181471 - Enable sharing of junk Bayesian database

Reporter

Description

•

22 years ago

User-Agent:       Mozilla/5.0 (Windows; U; Windows NT 5.0; en-US; rv:1.3a) Gecko/20021122
Build Identifier: Mozilla/5.0 (Windows; U; Windows NT 5.0; en-US; rv:1.3a) Gecko/20021122

In a corporate environment, often the same spam messages will come in to many
users.  It would be very helpful if the already trained junk filter databases
could be combined and shared back out.  Alternatively, if a client/server model
would be created, where all clients would train a server-based database, which
could be then be accessed by all.

Reproducible: Didn't try

Steps to Reproduce:

laurel

Updated

•

22 years ago

QA Contact: olgam → laurel

dylang

Comment 1

•

22 years ago

It would also be beneficial if there was a way to have IMAP users (such as
myself) have the junk filter settings follow them.

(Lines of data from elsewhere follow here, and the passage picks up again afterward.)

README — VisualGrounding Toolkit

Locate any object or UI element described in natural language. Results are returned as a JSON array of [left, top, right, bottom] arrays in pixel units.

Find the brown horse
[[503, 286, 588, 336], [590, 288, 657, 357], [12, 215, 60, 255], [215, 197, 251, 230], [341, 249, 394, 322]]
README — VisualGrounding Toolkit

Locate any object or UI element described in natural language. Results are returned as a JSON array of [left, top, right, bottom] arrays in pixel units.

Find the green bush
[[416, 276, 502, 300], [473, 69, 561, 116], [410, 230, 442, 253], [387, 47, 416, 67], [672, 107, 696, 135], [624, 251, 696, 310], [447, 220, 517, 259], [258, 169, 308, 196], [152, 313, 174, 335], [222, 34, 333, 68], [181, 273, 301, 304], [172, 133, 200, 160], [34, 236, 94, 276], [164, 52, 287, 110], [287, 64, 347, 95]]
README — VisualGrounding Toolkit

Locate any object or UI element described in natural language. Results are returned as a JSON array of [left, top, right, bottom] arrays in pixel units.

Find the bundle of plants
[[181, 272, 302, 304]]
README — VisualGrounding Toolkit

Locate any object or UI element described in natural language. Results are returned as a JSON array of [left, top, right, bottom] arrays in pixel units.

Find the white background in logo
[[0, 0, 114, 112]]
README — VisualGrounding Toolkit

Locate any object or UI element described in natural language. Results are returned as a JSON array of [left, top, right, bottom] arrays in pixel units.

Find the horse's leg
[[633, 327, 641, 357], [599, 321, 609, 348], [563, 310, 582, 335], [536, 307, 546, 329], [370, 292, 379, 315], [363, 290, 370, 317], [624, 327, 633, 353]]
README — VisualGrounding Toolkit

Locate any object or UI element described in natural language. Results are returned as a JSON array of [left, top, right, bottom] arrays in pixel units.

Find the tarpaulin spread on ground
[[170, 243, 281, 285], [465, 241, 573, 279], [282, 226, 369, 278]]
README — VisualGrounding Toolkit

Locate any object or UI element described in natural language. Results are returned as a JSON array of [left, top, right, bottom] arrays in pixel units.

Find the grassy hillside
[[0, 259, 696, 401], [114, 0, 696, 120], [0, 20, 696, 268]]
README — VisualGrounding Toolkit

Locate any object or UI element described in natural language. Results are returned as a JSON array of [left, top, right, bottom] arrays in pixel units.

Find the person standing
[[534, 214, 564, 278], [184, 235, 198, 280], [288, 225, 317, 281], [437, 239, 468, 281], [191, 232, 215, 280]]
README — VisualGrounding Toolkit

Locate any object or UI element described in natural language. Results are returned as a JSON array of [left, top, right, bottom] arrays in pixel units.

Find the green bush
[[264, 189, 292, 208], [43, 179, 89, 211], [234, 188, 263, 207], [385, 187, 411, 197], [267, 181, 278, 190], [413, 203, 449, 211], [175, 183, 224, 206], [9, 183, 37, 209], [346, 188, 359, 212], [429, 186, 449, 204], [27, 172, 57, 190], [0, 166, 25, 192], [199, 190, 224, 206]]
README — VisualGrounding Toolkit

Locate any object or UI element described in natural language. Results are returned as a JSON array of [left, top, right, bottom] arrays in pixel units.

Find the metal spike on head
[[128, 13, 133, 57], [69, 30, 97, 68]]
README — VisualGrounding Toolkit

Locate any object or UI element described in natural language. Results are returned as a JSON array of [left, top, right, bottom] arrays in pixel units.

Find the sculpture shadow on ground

Project Cyrus has an ACAP system ( http://asg.web.cmu.edu/acap/ ) which might be
applicable to this situation.

Jo Hermans

Comment 2

•

22 years ago

Sharing would be rather difficult, since what is spam for me, is't always spam
for someone else.

see also bug 153522

John Peacock

Reporter

Comment 3

•

22 years ago

As I said, in a _corporate_ environment, the needs are very different from an
ISP.  I am also more interested in tagging than blocking, so I would forsee a
combination model:

1) shared spam database is rated at a lower priority
2) user spam database is rated higher
3) user whitelist outweighs shared spam database

This way, the shared experience spam gets enough hits to mark it, if the user
rating concurs, the spam can be deleted unread if the user chose that.  A user
can manually whitelist any address to prevent tagging or deletion.

Matthias Versen [:Matti]

Comment 4

•

22 years ago

*** Bug 181569 has been marked as a duplicate of this bug. ***

Garth Wallace

Comment 5

•

22 years ago

dylang: What you're suggesting is bug #78858. It's unrelated to this bug.

Jan Kuemmel

Comment 6

•

22 years ago

Please note bug #182131.

Matthias Versen [:Matti]

Comment 7

•

22 years ago

*** Bug 187363 has been marked as a duplicate of this bug. ***

Boris Zbarsky [:bzbarsky]

Comment 8

•

22 years ago

to dmose

Assignee: sspitzer → dmose

Status: UNCONFIRMED → NEW

Ever confirmed: true

Gunnar Kaestle

Comment 9

•

22 years ago

If the basic population of training mails is big enough and the contributing
users give lots of different "junk" and "not-junk" criteria, then no false
positive junk marking should occur. Of course, the global spam-filter is not as
sharp as the individual one, trained with familiar junkmail. 
But a wave of newly composed MMF or EYPN messages may be blocked faster, after
only a couple of user reports to the global filter.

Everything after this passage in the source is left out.